A 8ª Turma confirmou o entendimento de que ele se enquadra na Lei Pelé.
A Oitava Turma do Tribunal Superior do Trabalho decidiu que um supervisor técnico do América Futebol Clube, de Belo Horizonte (MG), não tem direito ao recebimento de horas extras e adicional noturno pelo período em que ficava concentrado com a equipe. Segundo o colegiado, as disposições da Lei Pelé (Lei 9.615/1998) relativas à jornada se aplicam, também, aos integrantes de comissão técnica.
Tarefas administrativas
Na reclamação trabalhista, o profissional disse que desempenhou as funções de supervisor técnico durante quase 16 anos. Entre as suas funções estava cuidar dos preparativos para as viagens do time, como reserva de passagens e hotéis. Também supervisionava os locais de treinamento e o material utilizado a acompanhava os treinamentos e os jogos, além de se concentrar com a equipe antes das partidas.
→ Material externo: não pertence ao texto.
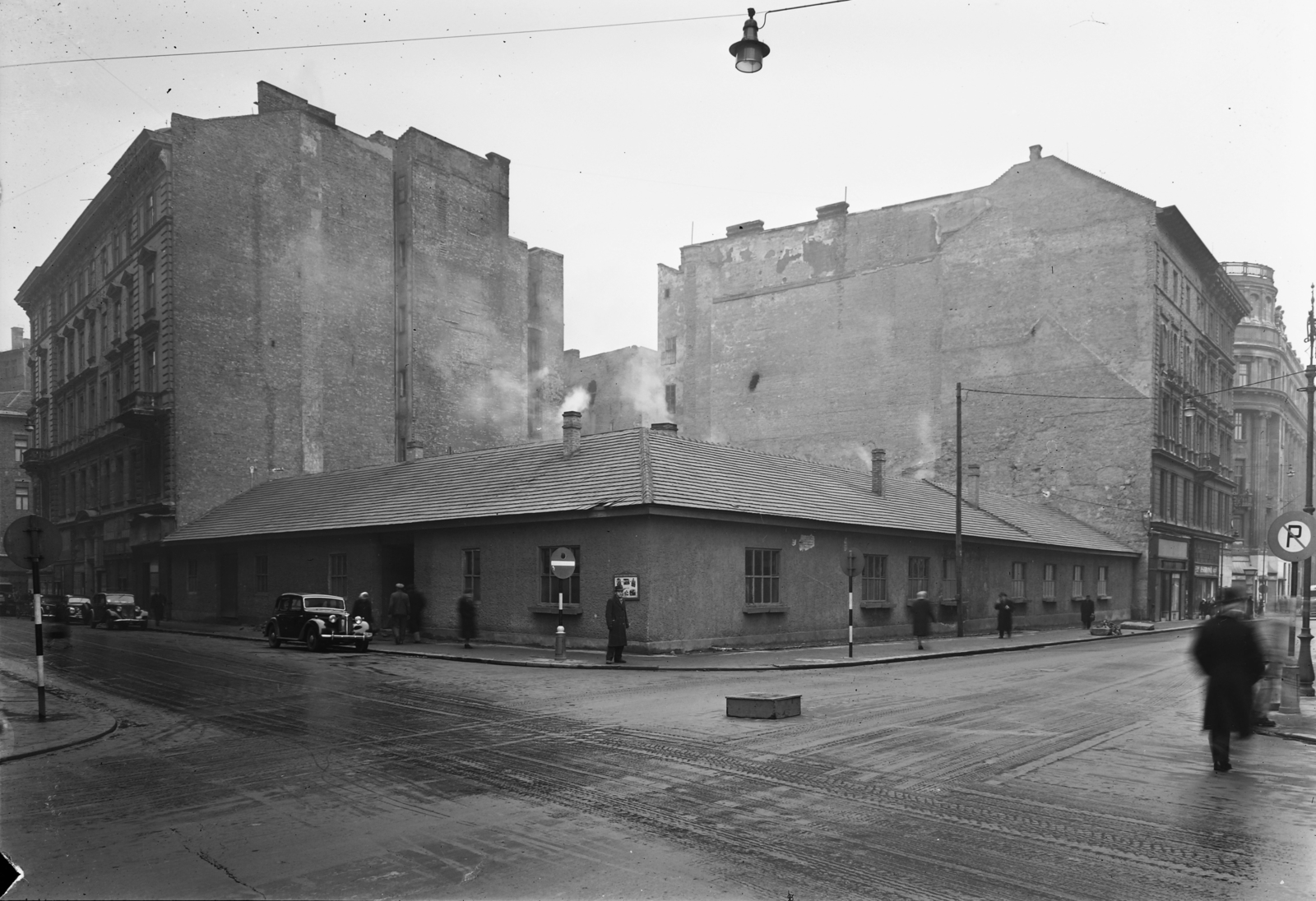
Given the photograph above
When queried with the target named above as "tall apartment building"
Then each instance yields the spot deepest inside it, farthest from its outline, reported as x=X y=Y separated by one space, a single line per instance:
x=1270 y=433
x=269 y=295
x=15 y=438
x=1077 y=315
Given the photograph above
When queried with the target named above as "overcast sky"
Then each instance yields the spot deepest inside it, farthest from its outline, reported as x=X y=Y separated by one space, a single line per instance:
x=625 y=141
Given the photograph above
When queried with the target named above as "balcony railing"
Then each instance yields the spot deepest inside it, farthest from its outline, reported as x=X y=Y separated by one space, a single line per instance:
x=140 y=408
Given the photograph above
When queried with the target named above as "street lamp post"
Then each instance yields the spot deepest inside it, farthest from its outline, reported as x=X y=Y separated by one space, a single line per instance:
x=1304 y=638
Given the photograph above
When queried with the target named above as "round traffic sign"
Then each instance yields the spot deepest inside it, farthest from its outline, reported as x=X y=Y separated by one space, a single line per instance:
x=563 y=562
x=32 y=541
x=1290 y=536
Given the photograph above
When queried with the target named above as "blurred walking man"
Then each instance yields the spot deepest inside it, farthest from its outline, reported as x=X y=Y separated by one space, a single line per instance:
x=1228 y=653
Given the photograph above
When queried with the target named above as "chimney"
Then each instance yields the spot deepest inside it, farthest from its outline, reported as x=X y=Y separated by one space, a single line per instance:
x=570 y=434
x=745 y=228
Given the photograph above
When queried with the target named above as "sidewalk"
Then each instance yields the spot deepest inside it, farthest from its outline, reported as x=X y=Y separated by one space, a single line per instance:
x=67 y=723
x=714 y=661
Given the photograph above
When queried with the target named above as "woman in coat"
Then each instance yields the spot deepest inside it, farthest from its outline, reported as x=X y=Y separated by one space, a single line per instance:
x=1004 y=616
x=615 y=615
x=921 y=609
x=1228 y=653
x=466 y=618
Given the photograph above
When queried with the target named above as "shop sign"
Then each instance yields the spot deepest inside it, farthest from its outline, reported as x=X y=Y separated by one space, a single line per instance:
x=1173 y=550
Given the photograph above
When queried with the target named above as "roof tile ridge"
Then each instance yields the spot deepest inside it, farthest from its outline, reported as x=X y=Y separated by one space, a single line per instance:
x=985 y=512
x=646 y=477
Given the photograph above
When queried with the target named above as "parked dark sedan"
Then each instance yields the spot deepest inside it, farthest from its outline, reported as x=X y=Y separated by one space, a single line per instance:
x=317 y=621
x=118 y=609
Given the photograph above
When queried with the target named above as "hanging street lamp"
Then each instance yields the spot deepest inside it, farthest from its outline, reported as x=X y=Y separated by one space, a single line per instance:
x=749 y=50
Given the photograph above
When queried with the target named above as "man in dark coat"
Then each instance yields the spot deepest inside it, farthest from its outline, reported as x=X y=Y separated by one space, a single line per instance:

Segundo ele, não fazia parte da comissão técnica, pois não participava da preparação física dos atletas. Suas tarefas eram administrativas, e sua função era fazer a ligação entre a diretoria e a comissão. Pedia, assim, a integração dos “bichos” pelos resultados atingidos, o pagamento de horas extras e à disposição relativos ao tempo de concentração e ao trabalho em domingos e feriados trabalhados e adicional noturno.
Comissão técnica
O juízo da 41ª Vara do Trabalho de Belo Horizonte deferiu apenas parcialmente os pedidos, por entender que o supervisor integrava a comissão técnica do América. De acordo com a sentença, ele se submetia a toda rotina de um clube de futebol, o que fazia incidir sobre seu contrato de trabalho a previsão contida no artigo 28, parágrafo 4º, da Lei Pelé.
Concentração
De acordo com o dispositivo, os períodos de concentração, viagens, pré-temporada e participação em partidas não se incluem no cômputo da jornada de trabalho, que obedece o limite semanal de 44 horas, com acréscimo remuneratório conforme previsão contratual. Também estabelece que a concentração não pode ser superior a três dias consecutivos por semana.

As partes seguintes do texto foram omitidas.